Lesson 1: Corporate Buy Backs
As a public company General Electric (GE) used the "corporate buy back" stock strategy. They would make money from GE Capital via bonds/loans and they would use the interest earned to buy back GE stock from the public. This would reduce the supply of shares to the public and in-turn increase the GE stock price.
History proved this to be a very risky and questionable strategy. With hindsight bias the "corporate buy back" is only advisable if a company has excess cash and if the stock is undervalued compared to a companies true intrinsic value. If other companies ever use the "corporate buy back" tactic they should be mindful of the market sentiment and let a third party non bias expert determine the public companies true intrinsic value.
Lesson 2: Locking in Longterm Contracts and Manufactured Hype affect Stick Prices. But the Truth Prevails.
GE sold expensive hardware at low margins. Then they made their true profits from maintenance contracts. Sometimes they even sold their hardware at a discount in exchange for absurdly long maintenance contracts. After they had these long contracts locked in they exaggerated the upcoming market affects of their corporate research advancements and how hardware maintenance would become more efficient upon time for contract renewal. They used these assumptions to lie on quarterly statements and trick investors into over valuing the stock.

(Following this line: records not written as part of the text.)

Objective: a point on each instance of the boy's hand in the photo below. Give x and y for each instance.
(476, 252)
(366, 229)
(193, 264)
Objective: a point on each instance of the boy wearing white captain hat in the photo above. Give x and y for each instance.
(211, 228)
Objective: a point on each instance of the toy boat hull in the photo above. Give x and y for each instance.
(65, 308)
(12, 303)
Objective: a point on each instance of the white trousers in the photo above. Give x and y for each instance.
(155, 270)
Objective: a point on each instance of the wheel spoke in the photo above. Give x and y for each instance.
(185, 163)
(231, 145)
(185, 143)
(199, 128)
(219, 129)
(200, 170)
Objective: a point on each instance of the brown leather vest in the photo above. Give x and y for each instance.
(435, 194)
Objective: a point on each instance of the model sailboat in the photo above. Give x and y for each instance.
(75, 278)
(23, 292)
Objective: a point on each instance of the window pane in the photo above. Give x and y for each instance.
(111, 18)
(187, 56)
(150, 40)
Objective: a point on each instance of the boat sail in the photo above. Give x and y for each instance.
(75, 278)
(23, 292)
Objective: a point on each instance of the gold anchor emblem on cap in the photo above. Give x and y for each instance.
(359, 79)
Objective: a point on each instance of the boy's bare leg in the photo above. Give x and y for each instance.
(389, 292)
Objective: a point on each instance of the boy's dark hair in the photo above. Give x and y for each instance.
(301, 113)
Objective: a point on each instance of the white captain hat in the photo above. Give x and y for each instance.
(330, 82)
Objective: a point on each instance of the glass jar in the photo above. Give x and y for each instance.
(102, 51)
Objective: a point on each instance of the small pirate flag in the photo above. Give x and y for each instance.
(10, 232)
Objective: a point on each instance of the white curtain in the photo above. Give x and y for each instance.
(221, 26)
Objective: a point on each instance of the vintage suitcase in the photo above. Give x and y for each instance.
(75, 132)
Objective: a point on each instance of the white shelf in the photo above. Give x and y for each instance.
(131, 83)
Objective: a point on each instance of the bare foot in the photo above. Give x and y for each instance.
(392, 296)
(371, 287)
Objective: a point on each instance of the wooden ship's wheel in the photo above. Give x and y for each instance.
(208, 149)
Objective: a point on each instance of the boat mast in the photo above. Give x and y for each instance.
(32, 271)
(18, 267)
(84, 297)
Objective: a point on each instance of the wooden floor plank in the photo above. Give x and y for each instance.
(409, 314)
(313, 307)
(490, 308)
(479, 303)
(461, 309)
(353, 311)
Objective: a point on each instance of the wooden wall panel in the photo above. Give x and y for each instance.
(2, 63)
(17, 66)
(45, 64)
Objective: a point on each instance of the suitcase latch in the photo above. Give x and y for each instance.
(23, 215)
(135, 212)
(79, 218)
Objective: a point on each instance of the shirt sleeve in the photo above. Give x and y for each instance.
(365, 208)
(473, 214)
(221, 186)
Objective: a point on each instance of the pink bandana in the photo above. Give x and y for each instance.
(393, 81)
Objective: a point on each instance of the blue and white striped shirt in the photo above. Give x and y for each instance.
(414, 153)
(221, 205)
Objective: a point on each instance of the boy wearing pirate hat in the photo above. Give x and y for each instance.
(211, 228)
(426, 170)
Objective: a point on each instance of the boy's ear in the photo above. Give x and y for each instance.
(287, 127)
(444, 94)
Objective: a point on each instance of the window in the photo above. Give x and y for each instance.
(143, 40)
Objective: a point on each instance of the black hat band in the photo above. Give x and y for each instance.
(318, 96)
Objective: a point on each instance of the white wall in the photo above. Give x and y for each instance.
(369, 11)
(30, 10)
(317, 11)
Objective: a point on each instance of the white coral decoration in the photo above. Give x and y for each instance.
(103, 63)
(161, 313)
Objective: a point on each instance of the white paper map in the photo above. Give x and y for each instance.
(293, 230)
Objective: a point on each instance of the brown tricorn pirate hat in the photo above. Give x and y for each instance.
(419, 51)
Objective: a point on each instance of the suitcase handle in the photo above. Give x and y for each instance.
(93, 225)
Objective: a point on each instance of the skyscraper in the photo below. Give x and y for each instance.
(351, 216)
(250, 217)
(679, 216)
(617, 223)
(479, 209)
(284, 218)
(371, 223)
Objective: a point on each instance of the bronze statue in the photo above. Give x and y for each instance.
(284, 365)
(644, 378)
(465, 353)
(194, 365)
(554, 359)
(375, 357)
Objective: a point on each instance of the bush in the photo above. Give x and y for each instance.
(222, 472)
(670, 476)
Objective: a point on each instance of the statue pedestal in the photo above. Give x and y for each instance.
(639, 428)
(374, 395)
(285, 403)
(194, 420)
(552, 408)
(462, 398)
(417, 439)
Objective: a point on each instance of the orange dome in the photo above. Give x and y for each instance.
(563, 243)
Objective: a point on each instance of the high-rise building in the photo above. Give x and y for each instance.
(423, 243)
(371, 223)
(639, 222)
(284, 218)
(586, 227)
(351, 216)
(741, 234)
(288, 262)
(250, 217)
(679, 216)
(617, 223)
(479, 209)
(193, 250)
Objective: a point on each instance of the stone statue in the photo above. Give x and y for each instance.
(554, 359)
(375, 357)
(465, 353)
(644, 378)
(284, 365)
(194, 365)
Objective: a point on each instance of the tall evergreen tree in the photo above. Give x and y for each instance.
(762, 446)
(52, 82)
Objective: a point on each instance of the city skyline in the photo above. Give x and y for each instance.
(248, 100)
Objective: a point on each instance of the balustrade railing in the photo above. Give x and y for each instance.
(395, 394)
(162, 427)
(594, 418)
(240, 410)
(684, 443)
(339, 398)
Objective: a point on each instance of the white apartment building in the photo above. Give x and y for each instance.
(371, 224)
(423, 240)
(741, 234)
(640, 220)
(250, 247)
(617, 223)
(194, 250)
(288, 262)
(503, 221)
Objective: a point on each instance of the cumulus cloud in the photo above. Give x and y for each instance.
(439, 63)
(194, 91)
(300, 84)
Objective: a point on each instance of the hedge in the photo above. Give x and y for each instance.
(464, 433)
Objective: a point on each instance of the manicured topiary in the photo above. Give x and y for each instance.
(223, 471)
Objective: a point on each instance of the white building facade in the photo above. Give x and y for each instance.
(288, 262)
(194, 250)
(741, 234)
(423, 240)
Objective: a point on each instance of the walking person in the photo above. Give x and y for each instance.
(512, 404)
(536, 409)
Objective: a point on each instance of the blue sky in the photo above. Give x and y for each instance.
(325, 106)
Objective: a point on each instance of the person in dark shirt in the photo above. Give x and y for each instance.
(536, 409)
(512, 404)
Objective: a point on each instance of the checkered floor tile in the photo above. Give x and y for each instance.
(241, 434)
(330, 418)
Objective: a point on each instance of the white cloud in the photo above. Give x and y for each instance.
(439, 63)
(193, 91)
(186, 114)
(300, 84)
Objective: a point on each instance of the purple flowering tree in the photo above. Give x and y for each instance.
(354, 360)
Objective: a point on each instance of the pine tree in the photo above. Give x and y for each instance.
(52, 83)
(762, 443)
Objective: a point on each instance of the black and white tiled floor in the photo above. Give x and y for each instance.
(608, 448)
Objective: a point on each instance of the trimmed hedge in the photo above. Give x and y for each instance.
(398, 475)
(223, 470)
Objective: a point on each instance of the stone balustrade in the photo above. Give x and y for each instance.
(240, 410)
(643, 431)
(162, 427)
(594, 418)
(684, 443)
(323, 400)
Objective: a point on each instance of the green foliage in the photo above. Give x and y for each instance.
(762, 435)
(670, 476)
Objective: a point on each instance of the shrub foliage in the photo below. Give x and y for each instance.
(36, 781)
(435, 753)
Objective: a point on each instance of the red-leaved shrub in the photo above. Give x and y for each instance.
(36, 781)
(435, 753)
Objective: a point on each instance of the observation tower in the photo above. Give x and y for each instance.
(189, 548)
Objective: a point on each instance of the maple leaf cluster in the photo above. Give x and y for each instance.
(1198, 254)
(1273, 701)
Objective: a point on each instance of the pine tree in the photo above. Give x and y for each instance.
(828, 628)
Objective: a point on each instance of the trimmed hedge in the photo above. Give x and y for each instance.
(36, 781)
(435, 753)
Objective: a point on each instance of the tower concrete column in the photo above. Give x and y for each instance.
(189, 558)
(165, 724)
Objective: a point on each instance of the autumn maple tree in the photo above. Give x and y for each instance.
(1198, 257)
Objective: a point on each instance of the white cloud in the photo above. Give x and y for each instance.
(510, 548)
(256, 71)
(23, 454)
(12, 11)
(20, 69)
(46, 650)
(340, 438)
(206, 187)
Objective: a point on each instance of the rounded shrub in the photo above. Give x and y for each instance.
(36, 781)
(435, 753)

Lesson 3: Company Culture and CEO Correlations are Different for Larger Organizations
All these schemes and market manipulation tactics caught up with GE and their stock eventually plummeted. They tried to replace the CEO and save their company perception a few times. The GE story exemplified how changing CEO's can be misleading. Just because a CEO is replaced does not mean that company culture will change. If the Board of Directors who are in charge of a CEO are largely influenced by the past, then the new CEO will typically be fighting an uphill battle.